Infidelidade » Romances pela Internet
A infidelidade pode ter significados diferentes e geralmente não tem nada a ver com o facto de se gostar ou não do cônjuge. Muitos maridos e mulheres não conseguem perceber o que os está a perturbar e cada um procura desesperadamente uma saída para a dor e confusão que sente. Quando as palavras e a compreensão não cumprem este objectivo, é comum o recurso a meios mais primitivos e arrebatados de falar sobre as suas feridas.
Em casais simpáticos, que nunca discutem, por vezes há um medo aterrador de não se controlarem, pelo que a infidelidade proporciona um terreno para uma expressão mais livre e aberta. Em casais que têm medo da intimidade, de se sentirem emocionalmente vulneráveis, a infidelidade e a discussão são duas formas de garantir uma barreira entre ambos. Os dependentes sexuais usam o sexo indefinitivamente para anestesiar a dor e preencherem o vazio interior. Para os casais divididos, a infidelidade prende-se com o facto de se estar farto de andar a fazer funcionar o casamento. Por último, nos casos amorosos terminais, a infidelidade é uma forma de acabar o casamento e não a razão pela qual ele acaba.
Os tipos de mudanças que sinalizam a infidelidade começam habitualmente sem aviso. O parceiro começa a criticar tudo sem razão aparente, a vida sexual muda, o nome de uma terceira pessoa começa a surgir abruptamente na conversa ou deixa de ser evocado, a aparência física melhora ou nota-se uma certa indisponibilidade…
Habitualmente sabe-se consciente ou inconscientemente quando é que o parceiro esta a ter um caso amoroso, mas nem sempre se está preparado para saber, desvalorizando-se as questões que estão por responder.

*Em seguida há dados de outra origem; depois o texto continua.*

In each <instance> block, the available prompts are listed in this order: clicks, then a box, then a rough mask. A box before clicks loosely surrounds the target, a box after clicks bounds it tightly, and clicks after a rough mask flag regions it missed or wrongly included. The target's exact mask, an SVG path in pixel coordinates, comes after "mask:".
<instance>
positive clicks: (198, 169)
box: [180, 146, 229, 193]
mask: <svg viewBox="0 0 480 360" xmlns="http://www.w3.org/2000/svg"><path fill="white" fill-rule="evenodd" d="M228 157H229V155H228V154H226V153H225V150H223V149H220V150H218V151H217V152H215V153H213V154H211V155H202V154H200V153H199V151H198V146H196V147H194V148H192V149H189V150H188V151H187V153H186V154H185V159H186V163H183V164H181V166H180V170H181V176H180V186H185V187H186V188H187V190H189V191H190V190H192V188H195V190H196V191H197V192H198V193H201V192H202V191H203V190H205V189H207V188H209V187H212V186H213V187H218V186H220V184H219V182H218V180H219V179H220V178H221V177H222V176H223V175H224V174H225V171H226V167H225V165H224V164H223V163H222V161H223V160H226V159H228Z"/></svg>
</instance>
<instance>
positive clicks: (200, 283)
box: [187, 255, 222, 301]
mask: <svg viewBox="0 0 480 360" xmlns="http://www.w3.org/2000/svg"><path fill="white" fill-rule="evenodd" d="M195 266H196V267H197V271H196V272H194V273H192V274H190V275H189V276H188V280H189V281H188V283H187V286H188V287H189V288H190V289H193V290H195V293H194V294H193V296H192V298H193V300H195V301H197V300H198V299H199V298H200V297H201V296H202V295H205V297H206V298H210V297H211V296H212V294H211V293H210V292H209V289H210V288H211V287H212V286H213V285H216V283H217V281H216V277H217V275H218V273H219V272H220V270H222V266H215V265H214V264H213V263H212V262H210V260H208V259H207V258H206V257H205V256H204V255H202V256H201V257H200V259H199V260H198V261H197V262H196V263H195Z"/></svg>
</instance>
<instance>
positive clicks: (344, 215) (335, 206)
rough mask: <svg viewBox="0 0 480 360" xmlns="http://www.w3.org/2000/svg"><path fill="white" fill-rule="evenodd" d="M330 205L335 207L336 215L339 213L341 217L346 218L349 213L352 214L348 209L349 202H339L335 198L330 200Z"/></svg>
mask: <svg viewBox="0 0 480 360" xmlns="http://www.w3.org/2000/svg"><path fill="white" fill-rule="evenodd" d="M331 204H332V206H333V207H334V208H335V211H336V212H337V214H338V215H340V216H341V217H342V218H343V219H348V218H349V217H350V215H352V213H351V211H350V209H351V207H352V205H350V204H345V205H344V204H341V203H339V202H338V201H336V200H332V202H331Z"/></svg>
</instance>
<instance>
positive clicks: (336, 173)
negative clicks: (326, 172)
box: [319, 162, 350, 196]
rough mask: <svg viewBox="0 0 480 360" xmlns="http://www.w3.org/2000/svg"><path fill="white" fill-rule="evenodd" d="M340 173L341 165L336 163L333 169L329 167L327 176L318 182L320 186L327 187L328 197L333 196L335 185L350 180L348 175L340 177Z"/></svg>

É possível que o cônjuge que está a viver uma aventura amorosa tenha deixado algumas pistas. O desconforto que a situação gera é tão grande que inconscientemente são deixadas algumas pistas em que se tropeçam.
Um estudo realizado mostrou que cerca de 89% dos cônjuges sabiam de alguma forma que os parceiros estavam a ter um caso amoroso.
A situação torna-se tão complicada e dolorosa que, algures durante este período é importante procura a ajuda de um psicólogo a fim de realizar uma terapia conjugal ou individual. Por vezes ansiedade é tanta que leva a pessoa a recorrer desesperadamente á medicação. O uso de medicação pode acalmar a pessoa, mas o próprio sujeito está ciente de que não é a medicação que vai resolver os seus problemas e não está disposto a tomar medicamentos eternamente.
Se tem razões para suspeitar que o seu cônjuge lhe é infiel, comunique -lhe o que pensa numa frase breve e simples e aguarde a resposta. Evite as perguntas e as acusações.
Com a infidelidade a descoberto o sofrimento é evidente e está presente em cada olhar e em cada palavra. Evite tomar por agora decisões importantes. Há alturas em que o divórcio parece a única resposta, mas não é altura para tomar essas decisões. Deixe a maré acalmar.
Dê atenção aos aspectos emocionais e procure o apoio dos amigos. Deixe de estar obcecado com a situação e permita-se sentir o momento presente. Resista ao desejo de vingança ou retaliação e leve o tempo que precisar. Procure a ajuda de um psicólogo e conte com o seu apoio para, em conjunto, conseguir ultrapassar estas adversidades.